Cells were washed twice with cold PBS and lysed with radio-immunoprecipitation assay (RIPA) buffer consisting of 50 mM Tris, 150 mM NaCl, 1% NP40, 2 mM EDTA, 1 mM fluoride/iodide/pyrophosphate/orthovanadate. The buffer was supplemented with 1 mM DTT, 1 mM PMSF and protease inhibitor cocktail (Roche) before cell lysis. The cells were harvested by mechanical scraping, then subjected to centrifugation at 15,000 rpm for 1 min to remove cell debris. The collected proteins were electrophoresed on 7.5–12.5% Tris-HCl gels (BioRad, Richmond, CA), then electroblotted to nitrocellulose membranes. The membranes were subjected to immunoblot analysis using anti-HIF-1α (1: 600 dilution, BD Bioscience, San Diego, CA), anti-HIF-1β (1:1,000 dilution, BD Bioscience, San Diego, CA), anti-Carbonic Anhydrase IX (1:1,000 dilution, Novus Biologicals), anti-Enolase 1 (1:500 dilution, Novus Biologicals), anti-MMP2 (1:1,000 dilution, Novus Biologicals), anti-β-actin (1:1,000 dilution, Santa Cruz Biotechnologies), anti-α-tubulin (1:1,000 dilution, Santa Cruz Biotechnologies) antibodies. Antibodies specific for Akt, p-Akt, mTOR, p-mTOR, S6K, p-S6K, 4EBP1, p-4EBP1 (Cell Signaling Technology, Beverly, MA) were used at a dilution of 1:1,000 (total form) or 1:500 (phosphorylated form). Corresponding secondary horseradish peroxide-conjugated antibodies were used to detect the target proteins.

Northern blot analysis

Cells were harvested by Trizol reagent (Invitrogen, Carlsbad, CA) and total RNA was extracted according to the manufacturer’s instructions. Equal amounts of total RNA samples were loaded into 1% agarose-formaldehyde gels, separated by electrophoresis, and transferred to nylon membranes. HIF-1α and Enolase 1 cDNA probes were labeled with [α-32P] dCTP (Amersham Biosciences, Piscataway, NY) using Prime-It II Random Primer Labeling Kit (Stratagene, Ceder Creek, TX) and hybridized to the membrane. The hybridization was done with ULTRAhyb buffer (Ambion, Austin, TX) at 42°C overnight. The membrane was washed twice with buffer A containing 2×SSC and 0.2%×SDS, followed by twice with buffer B containing 0.2× SSC and 0.2%×SDS at 42°C. Stripping of the membrane before hybridization with another probe was done in a microwave for 3 min with stripping buffer containing 1 mM Tris (pH 8.0), 1 mM EDTA, and 0.1% SDS.


Identification of KC7F2 as a HIF-1α inhibitor using a cell-based screening assay

To identify novel small molecules that have the potential of inhibiting HIF-1α biological activity, we previously designed a bioassay using a HIF-reporter cell line, LN229-HRE-AP (31). These cells contain a stably integrated reporter plasmid constituted of a HIF-1 responsive promoter containing six copies of VEGF gene-derived HREs driving the expression of an alkaline phosphatase (AP) gene. The inhibitory effects of tested compounds are measured by a reduction of the AP enzymatic activity present in hypoxic cells. Using this bioassay, we screened a 10,000-membered natural product-like combinatorial library, and identified a novel class of compounds, which have a cystamine group as their central structure. These analogues were subjected to further screening, leading us to identify a small family of compounds for which we determined the IC50 by a dose-response in our bioassay (Fig. 1A and supplementary Fig. S1) (44).
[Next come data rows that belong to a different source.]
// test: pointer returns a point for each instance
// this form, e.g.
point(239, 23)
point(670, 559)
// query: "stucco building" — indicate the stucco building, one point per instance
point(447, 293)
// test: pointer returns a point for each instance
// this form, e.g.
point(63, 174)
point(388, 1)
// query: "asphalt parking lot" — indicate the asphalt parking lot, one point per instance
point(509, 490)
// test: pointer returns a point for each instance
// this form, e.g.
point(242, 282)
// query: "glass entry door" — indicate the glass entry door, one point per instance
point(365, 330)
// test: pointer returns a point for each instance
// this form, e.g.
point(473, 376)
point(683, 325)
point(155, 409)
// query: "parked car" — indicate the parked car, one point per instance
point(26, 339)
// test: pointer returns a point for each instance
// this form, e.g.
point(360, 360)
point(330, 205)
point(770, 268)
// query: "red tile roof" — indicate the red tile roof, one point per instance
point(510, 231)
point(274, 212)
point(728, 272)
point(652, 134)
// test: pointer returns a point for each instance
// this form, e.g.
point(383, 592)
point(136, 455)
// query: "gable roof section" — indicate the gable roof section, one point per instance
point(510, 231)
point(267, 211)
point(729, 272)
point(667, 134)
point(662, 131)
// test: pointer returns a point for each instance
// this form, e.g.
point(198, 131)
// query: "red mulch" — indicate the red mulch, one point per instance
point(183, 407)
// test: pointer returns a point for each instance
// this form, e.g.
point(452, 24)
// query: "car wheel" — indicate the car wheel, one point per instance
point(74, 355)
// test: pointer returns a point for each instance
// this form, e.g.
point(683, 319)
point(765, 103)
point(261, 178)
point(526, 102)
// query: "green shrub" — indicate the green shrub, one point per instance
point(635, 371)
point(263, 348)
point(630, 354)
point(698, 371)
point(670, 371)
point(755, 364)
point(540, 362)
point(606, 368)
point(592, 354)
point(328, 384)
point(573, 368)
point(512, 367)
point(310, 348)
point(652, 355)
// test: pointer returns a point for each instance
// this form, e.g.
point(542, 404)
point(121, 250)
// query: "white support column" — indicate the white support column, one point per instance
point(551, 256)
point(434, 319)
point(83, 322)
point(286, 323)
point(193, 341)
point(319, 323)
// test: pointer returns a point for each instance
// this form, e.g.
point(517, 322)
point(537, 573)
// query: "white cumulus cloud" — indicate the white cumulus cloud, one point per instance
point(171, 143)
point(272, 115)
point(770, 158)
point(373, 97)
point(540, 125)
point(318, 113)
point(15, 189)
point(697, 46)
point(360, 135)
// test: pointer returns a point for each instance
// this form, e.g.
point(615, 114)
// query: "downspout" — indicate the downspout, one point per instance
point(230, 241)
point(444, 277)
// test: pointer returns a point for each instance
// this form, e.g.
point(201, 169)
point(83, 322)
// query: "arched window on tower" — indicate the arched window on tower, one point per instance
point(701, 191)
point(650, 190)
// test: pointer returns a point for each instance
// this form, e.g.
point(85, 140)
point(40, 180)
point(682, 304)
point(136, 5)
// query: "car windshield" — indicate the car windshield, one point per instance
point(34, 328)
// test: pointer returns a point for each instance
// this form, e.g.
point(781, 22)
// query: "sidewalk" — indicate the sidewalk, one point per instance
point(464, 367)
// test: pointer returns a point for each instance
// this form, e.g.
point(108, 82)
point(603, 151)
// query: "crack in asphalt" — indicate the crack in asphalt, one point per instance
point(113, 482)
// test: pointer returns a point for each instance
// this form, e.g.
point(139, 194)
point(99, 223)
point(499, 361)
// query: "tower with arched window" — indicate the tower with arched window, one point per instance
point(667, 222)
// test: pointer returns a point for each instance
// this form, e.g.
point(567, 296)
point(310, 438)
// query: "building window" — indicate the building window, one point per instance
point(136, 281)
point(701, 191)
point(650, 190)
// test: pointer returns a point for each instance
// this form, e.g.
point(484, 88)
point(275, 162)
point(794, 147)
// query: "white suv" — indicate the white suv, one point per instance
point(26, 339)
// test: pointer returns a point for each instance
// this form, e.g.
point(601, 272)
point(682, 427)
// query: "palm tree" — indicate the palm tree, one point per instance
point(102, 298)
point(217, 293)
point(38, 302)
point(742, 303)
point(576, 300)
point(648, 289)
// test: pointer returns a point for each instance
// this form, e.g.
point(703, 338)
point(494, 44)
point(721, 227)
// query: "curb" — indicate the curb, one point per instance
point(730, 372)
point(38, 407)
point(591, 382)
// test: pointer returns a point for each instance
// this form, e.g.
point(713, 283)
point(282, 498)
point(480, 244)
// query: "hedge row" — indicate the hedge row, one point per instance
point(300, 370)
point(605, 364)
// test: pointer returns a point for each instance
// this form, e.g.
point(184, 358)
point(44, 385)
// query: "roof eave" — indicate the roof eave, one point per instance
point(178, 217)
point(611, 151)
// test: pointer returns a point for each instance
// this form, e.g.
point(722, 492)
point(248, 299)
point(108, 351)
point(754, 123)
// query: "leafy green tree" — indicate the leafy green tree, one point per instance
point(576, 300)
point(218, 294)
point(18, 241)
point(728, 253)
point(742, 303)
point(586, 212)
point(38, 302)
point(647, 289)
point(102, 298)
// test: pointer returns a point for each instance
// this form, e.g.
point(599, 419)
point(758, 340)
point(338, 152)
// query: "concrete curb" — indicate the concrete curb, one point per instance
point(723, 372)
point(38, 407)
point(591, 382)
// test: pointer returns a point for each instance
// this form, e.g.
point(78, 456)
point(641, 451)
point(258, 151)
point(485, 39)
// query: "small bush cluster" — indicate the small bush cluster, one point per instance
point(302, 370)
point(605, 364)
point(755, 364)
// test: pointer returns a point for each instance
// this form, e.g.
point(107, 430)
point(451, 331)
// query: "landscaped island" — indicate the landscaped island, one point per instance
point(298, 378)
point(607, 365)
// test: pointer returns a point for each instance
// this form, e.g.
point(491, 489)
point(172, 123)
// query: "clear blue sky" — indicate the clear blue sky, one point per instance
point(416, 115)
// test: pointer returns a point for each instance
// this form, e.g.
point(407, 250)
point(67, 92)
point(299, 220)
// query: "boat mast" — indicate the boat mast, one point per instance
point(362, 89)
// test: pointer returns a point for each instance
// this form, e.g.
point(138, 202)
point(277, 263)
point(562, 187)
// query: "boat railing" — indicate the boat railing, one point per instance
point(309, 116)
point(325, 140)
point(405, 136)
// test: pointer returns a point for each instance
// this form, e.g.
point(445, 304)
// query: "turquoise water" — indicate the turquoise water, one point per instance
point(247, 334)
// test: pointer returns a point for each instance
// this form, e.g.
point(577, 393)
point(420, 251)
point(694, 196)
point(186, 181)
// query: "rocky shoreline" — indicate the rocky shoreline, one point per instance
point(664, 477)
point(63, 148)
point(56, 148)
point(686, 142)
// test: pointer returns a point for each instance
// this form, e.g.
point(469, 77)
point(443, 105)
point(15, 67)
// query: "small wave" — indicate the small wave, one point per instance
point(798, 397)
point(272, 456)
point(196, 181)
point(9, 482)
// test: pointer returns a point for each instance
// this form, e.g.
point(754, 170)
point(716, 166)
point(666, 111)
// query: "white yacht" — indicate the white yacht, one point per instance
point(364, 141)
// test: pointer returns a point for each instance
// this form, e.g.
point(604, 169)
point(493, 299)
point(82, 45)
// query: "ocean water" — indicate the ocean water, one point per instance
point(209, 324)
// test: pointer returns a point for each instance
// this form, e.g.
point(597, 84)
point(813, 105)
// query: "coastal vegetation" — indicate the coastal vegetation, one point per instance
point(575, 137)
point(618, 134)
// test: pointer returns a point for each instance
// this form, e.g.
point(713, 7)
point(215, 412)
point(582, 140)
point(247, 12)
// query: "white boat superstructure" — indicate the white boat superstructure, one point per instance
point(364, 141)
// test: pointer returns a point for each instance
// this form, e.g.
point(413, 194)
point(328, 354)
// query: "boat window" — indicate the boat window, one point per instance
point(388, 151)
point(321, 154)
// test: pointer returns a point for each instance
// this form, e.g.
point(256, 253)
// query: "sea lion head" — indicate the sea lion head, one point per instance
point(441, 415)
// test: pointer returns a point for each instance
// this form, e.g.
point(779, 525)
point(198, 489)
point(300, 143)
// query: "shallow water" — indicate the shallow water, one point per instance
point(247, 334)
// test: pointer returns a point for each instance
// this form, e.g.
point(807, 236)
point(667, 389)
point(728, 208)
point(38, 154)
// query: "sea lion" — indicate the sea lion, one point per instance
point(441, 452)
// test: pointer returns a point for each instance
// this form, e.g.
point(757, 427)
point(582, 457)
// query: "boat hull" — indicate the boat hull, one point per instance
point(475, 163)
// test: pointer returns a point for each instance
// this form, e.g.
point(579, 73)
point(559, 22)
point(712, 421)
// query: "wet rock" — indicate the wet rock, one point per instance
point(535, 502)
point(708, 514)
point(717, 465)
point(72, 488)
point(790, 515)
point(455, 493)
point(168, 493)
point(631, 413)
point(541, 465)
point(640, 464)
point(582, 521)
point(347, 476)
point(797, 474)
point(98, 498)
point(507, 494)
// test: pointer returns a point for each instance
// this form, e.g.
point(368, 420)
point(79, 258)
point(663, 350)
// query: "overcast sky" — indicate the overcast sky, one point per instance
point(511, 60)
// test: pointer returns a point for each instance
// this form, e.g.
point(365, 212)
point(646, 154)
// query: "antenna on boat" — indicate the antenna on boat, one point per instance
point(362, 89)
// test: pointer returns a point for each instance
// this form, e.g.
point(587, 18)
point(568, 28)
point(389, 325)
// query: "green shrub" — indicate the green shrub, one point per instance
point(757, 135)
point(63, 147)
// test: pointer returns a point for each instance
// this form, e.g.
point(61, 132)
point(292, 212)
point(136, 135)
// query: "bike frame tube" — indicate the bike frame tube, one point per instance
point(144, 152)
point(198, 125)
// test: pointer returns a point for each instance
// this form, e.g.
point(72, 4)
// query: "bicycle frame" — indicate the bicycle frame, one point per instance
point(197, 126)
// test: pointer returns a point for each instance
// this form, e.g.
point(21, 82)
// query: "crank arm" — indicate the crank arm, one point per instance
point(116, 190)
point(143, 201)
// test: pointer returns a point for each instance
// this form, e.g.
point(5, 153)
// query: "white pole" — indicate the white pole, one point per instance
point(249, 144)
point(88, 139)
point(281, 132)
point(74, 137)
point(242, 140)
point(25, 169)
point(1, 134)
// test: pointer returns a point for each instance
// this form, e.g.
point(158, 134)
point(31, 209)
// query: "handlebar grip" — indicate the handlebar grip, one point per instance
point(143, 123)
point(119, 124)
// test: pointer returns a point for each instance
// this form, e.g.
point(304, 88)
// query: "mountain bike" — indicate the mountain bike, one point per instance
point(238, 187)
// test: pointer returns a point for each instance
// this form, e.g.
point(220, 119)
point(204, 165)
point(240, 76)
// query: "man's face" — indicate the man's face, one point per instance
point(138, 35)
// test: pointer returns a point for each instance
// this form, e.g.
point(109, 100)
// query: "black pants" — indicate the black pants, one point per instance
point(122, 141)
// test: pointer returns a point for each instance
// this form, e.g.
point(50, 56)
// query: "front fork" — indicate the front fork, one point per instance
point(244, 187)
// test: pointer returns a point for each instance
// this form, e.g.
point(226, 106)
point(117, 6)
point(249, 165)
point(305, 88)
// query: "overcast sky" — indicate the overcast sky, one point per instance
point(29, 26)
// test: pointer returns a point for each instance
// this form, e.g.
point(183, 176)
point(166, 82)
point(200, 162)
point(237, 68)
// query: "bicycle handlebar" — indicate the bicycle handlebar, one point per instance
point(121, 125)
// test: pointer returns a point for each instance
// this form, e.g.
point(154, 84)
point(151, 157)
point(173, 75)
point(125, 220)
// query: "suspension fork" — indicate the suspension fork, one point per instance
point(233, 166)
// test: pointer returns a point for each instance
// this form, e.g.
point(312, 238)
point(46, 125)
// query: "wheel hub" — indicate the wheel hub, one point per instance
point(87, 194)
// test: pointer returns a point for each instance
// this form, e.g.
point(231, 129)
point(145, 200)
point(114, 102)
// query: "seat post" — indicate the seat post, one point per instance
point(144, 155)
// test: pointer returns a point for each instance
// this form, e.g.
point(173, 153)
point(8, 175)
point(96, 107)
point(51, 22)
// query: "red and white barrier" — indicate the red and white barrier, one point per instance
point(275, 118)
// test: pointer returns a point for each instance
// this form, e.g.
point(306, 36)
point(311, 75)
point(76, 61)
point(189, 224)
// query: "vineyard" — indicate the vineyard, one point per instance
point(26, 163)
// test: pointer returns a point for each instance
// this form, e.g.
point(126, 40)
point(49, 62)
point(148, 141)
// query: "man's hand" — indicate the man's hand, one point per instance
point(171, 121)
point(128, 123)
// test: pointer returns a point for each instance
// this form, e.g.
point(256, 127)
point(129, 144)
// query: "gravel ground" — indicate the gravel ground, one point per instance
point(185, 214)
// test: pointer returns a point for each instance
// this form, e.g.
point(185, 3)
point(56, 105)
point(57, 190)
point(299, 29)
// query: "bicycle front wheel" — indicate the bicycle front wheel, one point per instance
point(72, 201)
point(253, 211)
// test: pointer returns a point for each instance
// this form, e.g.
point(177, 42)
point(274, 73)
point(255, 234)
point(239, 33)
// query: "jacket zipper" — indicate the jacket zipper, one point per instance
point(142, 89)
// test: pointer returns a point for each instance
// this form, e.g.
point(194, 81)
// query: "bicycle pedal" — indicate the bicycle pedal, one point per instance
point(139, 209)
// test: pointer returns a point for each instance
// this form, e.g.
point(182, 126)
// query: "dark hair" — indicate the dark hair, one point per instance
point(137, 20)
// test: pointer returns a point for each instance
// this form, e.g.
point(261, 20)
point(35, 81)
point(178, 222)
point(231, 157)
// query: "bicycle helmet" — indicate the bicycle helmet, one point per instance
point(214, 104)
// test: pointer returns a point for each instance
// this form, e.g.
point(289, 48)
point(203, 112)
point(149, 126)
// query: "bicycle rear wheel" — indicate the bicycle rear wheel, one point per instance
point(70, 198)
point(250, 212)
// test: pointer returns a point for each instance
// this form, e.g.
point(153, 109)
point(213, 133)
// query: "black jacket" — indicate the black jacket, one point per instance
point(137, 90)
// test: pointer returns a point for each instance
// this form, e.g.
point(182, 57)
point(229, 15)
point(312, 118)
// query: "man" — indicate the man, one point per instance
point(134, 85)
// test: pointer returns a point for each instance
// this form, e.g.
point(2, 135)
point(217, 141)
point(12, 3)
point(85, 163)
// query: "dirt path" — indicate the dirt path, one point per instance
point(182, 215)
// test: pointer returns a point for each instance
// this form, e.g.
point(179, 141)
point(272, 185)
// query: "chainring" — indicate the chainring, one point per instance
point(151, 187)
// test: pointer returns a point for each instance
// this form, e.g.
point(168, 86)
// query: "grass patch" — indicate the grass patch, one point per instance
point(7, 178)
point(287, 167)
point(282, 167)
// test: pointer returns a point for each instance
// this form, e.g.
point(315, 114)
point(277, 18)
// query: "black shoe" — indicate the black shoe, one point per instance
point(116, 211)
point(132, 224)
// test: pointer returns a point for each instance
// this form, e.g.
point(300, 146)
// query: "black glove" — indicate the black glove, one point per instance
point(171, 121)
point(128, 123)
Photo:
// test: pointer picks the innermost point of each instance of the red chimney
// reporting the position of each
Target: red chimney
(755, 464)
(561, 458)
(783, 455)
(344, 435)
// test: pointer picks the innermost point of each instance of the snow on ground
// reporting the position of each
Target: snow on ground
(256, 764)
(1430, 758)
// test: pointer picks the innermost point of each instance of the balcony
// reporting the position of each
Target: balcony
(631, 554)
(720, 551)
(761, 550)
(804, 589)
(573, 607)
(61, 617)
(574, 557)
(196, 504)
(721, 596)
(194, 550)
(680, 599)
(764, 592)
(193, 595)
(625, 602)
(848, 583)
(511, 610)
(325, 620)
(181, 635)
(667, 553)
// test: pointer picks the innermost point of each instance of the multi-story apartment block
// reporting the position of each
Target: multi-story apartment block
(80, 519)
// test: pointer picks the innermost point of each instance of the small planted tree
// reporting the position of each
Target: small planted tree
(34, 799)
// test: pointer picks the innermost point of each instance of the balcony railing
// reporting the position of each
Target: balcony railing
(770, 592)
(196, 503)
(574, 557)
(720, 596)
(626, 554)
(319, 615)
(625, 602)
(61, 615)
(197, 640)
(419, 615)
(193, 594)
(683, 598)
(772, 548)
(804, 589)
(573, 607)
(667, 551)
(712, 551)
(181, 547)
The two most potent compounds were KC7F2 and KC7F3, and had an IC50 of 20 and 15 μM, respectively.

Fig. 1
KC7F2 inhibits HRE-driven transcription

To verify that the inhibition of AP reporter activity by these two compounds was specific to HRE hypoxia response, we performed the same assay in a control cell line (LN229-AP), which constitutively expresses AP under a CMV promoter. LN229-AP cells retained over 80% of AP activity when exposed to concentrations >25 μM of KC7F2 (Fig. 1B), whereas LN229-HRE-AP showed less than 10% of AP activity at the same concentrations, indicating that the reduction of AP activity observed in LN229 cells was independent of KC7F2-mediated non-specific cytotoxicity or direct inhibition of AP enzyme activity (Fig. 1B). In contrast, KC7F3 showed more pronounced inhibitory activity on control LN229-AP cells (data not shown) and was, therefore, not studied further.

To test whether KC7F2 inhibits the expression of the endogenous HIF-1 target genes, we performed microarray analyses at 24 hrs on LNZ308 human glioma cells grown under hypoxic conditions with or without treatment. The results showed that a panel of well-known HIF target genes are inhibited by KC7F2, such as Carbonic Anhydrase IX (CA IX), Matrix Metalloproteinase 2 (MMP2), Enolase 1 and Endothelin 1 (Supplementary Table). To independently confirm these results we performed western blotting, and showed that the levels of the respective proteins were reduced by 24 hrs post KC7F2 treatment (Fig. 1C). Due to the lack of reliable antibodies for Endothelin 1, we verified the inhibition of its mRNA by northern blot and confirmed that it was reduced at 6 hrs post-treatment (Fig. 1D). These results show that KC7F2 can antagonize the hypoxia-induced expression of endogenous HIF target genes.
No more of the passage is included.